Aos animais bastam o mínimo abrigo e a comida. Algo qualquer que lhes mate a fome. Raramente têm de se valer de alguma forma de ataque para obter comida. Vasculham. Chafurdam as sobras. Os desperdícios que os humanos espalham. A fome desses infantes e adolescentes é mais complexa: "A gente não quer só comida/Agente quer comida, diversão e arte./A gente não quer só comida./A gente quer saída para qualquer parte./A gente não quer só comida,/A gente quer bebida, diversão, balé,/A gente não quer só comida,/A gente quer a vida como a vida quer./A gente não quer só comer,/A gente quer prazer pra aliviar a dor,/A gente quer dinheiro e felicidade,/A gente quer inteiro e não pela metade."
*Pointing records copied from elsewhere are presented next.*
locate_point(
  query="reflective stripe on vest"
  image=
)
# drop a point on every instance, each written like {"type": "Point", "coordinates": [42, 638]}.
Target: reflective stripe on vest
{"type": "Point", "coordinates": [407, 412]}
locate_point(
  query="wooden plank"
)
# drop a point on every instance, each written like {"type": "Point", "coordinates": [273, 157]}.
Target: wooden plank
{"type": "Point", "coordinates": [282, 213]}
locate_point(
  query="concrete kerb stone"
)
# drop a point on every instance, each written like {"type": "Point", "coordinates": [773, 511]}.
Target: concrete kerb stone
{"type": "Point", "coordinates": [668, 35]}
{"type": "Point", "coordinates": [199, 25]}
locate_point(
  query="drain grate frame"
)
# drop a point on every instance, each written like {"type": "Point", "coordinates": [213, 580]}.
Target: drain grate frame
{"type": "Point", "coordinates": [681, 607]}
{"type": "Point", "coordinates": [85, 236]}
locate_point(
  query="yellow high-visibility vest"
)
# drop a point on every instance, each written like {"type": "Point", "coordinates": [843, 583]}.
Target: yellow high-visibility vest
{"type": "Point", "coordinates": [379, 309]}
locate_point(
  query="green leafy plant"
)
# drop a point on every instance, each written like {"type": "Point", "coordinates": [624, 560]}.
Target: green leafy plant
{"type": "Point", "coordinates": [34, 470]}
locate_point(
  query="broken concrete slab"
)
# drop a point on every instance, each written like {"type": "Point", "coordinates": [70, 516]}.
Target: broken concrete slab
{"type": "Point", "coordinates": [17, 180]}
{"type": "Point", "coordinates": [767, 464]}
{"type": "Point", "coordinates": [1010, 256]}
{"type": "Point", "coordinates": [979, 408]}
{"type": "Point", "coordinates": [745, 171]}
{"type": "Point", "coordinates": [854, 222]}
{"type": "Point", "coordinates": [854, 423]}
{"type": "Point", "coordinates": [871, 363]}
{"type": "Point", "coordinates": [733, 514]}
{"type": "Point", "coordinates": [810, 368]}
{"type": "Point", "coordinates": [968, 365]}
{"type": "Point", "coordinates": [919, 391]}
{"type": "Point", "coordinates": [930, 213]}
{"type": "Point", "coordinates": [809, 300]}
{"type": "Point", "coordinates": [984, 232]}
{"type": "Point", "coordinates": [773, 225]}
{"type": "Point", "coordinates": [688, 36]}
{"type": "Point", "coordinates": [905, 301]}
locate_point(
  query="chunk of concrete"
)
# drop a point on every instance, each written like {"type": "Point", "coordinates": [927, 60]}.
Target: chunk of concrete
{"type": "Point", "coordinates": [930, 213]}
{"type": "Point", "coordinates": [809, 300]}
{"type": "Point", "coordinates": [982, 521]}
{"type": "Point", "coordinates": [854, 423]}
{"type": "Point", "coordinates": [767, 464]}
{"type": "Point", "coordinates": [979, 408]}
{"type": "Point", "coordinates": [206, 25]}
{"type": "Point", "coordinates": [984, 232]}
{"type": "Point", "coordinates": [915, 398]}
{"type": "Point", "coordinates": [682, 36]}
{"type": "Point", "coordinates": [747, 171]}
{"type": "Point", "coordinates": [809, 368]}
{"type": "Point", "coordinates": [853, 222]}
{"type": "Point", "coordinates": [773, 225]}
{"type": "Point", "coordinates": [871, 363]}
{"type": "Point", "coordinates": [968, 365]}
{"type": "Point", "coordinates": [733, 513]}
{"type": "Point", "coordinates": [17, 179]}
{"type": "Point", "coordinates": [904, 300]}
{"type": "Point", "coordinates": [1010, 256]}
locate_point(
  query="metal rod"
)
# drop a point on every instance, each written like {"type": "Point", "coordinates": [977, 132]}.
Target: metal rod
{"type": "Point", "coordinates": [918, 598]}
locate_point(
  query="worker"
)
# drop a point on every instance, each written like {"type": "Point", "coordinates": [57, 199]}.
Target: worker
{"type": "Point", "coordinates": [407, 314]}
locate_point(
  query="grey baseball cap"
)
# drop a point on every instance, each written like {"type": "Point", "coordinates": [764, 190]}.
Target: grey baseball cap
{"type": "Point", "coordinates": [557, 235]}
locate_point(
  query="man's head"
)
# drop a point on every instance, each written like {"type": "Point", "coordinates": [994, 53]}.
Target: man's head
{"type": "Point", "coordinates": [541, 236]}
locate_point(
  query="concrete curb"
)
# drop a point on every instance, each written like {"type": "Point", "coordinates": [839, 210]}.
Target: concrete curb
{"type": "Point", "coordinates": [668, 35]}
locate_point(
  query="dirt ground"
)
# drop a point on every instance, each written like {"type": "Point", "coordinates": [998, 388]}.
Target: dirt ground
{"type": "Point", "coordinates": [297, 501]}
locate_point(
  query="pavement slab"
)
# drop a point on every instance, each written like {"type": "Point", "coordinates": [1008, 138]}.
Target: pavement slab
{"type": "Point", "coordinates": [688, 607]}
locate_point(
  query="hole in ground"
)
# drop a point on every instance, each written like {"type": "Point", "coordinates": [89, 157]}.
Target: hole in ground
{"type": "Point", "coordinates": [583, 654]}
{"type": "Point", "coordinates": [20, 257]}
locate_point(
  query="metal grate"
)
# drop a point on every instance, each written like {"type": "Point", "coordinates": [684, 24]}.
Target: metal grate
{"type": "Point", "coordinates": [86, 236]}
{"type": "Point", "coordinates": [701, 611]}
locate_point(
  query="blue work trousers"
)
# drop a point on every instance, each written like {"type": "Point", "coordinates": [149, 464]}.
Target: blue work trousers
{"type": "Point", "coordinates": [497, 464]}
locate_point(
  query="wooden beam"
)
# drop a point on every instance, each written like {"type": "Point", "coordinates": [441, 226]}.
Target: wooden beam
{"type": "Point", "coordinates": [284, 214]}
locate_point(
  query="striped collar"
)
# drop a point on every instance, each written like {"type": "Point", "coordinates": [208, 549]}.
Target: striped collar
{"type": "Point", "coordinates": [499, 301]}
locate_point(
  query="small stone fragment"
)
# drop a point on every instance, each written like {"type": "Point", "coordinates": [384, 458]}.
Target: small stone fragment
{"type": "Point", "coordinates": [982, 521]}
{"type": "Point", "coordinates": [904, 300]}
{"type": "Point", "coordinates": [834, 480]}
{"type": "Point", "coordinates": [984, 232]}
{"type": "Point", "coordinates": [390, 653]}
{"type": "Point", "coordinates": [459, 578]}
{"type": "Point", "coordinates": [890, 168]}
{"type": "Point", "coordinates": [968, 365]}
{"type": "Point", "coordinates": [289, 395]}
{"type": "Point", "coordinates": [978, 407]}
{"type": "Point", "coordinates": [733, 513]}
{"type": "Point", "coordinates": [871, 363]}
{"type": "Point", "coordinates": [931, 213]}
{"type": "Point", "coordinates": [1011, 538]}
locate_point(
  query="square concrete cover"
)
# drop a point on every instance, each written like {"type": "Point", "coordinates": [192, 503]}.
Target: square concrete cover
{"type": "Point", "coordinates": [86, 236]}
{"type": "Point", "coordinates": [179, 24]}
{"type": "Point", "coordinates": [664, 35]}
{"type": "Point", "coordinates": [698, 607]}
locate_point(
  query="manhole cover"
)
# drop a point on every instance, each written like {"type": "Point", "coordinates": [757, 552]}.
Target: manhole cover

É mesmo isso. A guerra está entre nós. Cães e gatos, entanto, acabaram assimilando a compulsão da convivência com os humanos. Coisa de histórica domesticação. Logo, abandonados, perdidos rondam lares oferecidos. Súplices. Anseiam proteção. Que consiste em comida, abrigo e carinho. Daí que aquela liberdade instintiva valha enquanto dure. Arrefecida, esgotada, tornar ao lar doce lar. Coisa em que também se identificam com os humanos.

Então, assim lhe parecia aquele menino à porta recostado. Olhos estatelados entre súplices e desconfiados. Há dias insistindo assim. Teimoso como cão não adestrado, violara insistentemente as regras da casa. A casa fora tolerantemente relevando suas violações. Exigia-lhe, contudo recomposição. Procedera assim até o tempo que considerara limite. Depois veio a deposição. Não sumária. Talvez por isso, traumática. Ele resistira. Queria ficar. A irreversibilidade, porém, se impusera.

O tempo andou. Súbito, ele batendo à porta. Pedindo retorno. Não se estabelecera. Vagou. Vagou. Experimentou uma outra casa. Não conseguiu. A "sua" casa não o largava. Não resistiu, veio pedir. Aceite! Sou outro. A falta me mudou.

A relutância mudara de posição. Agora, resistia-se à readmissão. Não era o perdão que se encrespava. Era a desconfiança de que tudo poderia se redesencadear. Resistia-se. Ele permanecia ali. Na soleira. Olhos suplicantes. Queria tornar. Precisava tornar. Aprendera mesmo como era. Só a falta esclarecera o que era e não soubera ter. Deixasse-o entrar. Ficar! O que foi deposto acabara-se. Era outro.

Ante a resistência, ficava ali. Feito cão. Feito gato. Perdidos. Deserdados. Queria comida. Queria abrigo. Queria carinho. Queria estima. Tudo que só agora sabia.